Most likely, Fisher appreciates the camaraderie in having an OC who was once a head coach. During Dickey’s tenure at North Texas, the Mean Green won four straight conference titles. While his offenses didn’t necessarily light up scoreboards, they did enough to win and given Fisher’s tendency towards autocratic offensive coaching, it shouldn’t matter much in relation to Dickey’s ability to do his job.
He did it very well the last several years in Memphis and with quarterback Kellen Mond being named the starter along with the return of Trayveon Williams at running back, there should be enough with which to work.
The 2017 A&M offense in Kevin Sumlin’s last season wasn’t bad, but it, obviously wasn’t enough, finishing 56th in total offense (406.8 yards per game) and 34th in scoring offense (32.7 points per game).

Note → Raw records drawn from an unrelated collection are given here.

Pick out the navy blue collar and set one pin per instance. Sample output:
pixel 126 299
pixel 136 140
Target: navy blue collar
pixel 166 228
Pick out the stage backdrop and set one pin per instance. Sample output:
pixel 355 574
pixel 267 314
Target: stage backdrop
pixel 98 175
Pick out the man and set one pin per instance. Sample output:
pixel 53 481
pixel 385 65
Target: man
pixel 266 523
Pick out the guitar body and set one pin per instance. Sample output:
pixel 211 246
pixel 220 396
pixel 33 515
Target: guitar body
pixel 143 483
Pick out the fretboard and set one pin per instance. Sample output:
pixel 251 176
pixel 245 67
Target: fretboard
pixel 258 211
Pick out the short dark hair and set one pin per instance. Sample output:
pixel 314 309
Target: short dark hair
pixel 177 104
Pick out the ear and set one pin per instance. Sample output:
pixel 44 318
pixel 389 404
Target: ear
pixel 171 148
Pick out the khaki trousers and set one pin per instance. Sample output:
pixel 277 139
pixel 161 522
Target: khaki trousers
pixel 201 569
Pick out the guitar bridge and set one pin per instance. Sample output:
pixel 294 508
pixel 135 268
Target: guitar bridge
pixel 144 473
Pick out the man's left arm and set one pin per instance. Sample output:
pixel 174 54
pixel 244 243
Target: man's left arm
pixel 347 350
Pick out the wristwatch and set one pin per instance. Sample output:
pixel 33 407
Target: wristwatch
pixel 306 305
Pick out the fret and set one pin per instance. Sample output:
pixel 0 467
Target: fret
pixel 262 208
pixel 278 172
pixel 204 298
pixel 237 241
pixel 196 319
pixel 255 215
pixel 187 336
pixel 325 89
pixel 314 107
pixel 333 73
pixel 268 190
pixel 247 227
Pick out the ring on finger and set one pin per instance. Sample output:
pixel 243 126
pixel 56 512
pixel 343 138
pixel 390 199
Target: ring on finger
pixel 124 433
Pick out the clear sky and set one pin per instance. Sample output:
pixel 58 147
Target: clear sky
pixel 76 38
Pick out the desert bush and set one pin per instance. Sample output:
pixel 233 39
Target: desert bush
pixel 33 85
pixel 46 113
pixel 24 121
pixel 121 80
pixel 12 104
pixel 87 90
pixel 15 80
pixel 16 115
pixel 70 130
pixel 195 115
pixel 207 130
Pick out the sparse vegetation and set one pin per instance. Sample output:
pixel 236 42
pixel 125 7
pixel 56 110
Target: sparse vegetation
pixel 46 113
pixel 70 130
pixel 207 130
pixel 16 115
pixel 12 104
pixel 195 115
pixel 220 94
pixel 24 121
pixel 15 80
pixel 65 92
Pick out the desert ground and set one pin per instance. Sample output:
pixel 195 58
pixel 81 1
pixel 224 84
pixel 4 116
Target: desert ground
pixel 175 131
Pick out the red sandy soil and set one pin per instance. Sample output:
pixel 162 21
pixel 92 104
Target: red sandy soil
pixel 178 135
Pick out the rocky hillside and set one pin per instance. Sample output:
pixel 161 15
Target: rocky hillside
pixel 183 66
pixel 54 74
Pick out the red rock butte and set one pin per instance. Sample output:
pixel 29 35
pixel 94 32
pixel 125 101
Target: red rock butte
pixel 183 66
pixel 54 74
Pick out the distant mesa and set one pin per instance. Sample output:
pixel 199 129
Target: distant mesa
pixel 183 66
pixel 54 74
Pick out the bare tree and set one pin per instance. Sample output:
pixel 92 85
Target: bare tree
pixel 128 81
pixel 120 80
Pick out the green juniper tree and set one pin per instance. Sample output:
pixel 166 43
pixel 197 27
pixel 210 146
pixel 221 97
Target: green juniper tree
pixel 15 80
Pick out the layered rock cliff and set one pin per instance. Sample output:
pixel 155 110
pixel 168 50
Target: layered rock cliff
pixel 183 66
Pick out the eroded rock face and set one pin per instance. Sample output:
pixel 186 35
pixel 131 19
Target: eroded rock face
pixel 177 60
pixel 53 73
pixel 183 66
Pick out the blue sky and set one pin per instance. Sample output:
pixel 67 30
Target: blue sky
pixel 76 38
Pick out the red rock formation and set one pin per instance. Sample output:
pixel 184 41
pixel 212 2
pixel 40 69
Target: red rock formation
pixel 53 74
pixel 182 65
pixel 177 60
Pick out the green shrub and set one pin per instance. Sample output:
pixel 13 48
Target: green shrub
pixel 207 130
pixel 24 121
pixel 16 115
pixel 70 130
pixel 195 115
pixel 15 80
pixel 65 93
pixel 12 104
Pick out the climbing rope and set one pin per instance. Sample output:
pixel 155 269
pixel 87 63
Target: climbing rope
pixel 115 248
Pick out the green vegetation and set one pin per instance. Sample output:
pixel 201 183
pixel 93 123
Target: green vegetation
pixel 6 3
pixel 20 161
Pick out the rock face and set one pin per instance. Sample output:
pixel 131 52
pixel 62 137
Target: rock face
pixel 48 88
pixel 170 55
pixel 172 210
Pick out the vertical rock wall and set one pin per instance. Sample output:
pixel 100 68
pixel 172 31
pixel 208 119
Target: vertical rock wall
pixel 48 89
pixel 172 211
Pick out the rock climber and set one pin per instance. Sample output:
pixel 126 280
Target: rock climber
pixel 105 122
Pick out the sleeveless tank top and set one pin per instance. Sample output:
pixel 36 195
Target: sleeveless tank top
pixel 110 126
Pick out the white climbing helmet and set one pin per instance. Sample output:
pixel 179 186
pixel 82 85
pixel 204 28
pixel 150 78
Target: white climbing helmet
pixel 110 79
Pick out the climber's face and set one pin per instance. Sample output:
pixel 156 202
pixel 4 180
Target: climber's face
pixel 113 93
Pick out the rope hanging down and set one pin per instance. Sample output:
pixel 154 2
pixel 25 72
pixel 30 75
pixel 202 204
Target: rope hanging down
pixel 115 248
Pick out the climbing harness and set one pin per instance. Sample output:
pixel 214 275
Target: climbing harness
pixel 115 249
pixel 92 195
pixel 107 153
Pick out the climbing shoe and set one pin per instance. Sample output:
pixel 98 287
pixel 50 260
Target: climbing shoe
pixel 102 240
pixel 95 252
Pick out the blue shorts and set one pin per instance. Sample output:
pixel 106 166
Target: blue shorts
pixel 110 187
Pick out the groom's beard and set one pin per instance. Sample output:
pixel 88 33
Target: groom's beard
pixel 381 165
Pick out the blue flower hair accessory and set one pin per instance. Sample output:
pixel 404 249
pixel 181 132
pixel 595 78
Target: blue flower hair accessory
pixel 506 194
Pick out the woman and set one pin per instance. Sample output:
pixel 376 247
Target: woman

The transition from any staff to Fisher’s is daunting for a program and one should expect some growing pains in their first year in College Station. Going out on a limb, but I expect to see slight regression for this squad.
Mike Elko (Texas A&M-Defense)
After having Charles Kelly as his defensive coordinator for the last four seasons, it’s nice to see Fisher go after an up-and-coming assistant in the FBS.
Mike Elko’s Notre Dame defense wasn’t necessarily the best in the country last season, but it was an improvement from the year before. His three defenses at Wake Forest improved with each season, as well.
One can assume that as Fisher continues to bring in four and five-star talent to College Station, Elko will have much to work with over the next few years.
While John Chavis’ final defense was not one his best, allowing 408.6 yards per and 30.7, Elko still has four of A&M’s top tacklers from last year in linebackers Tyrel Dodson and Otaro Alaka, defensive back Derrick Tucker and defensive end Landis Durham with which to work and that should be enough to see little regression.
While the A&M struggle, expect the numbers on the defensive side of the ball to improve, solely based on the personnel retention.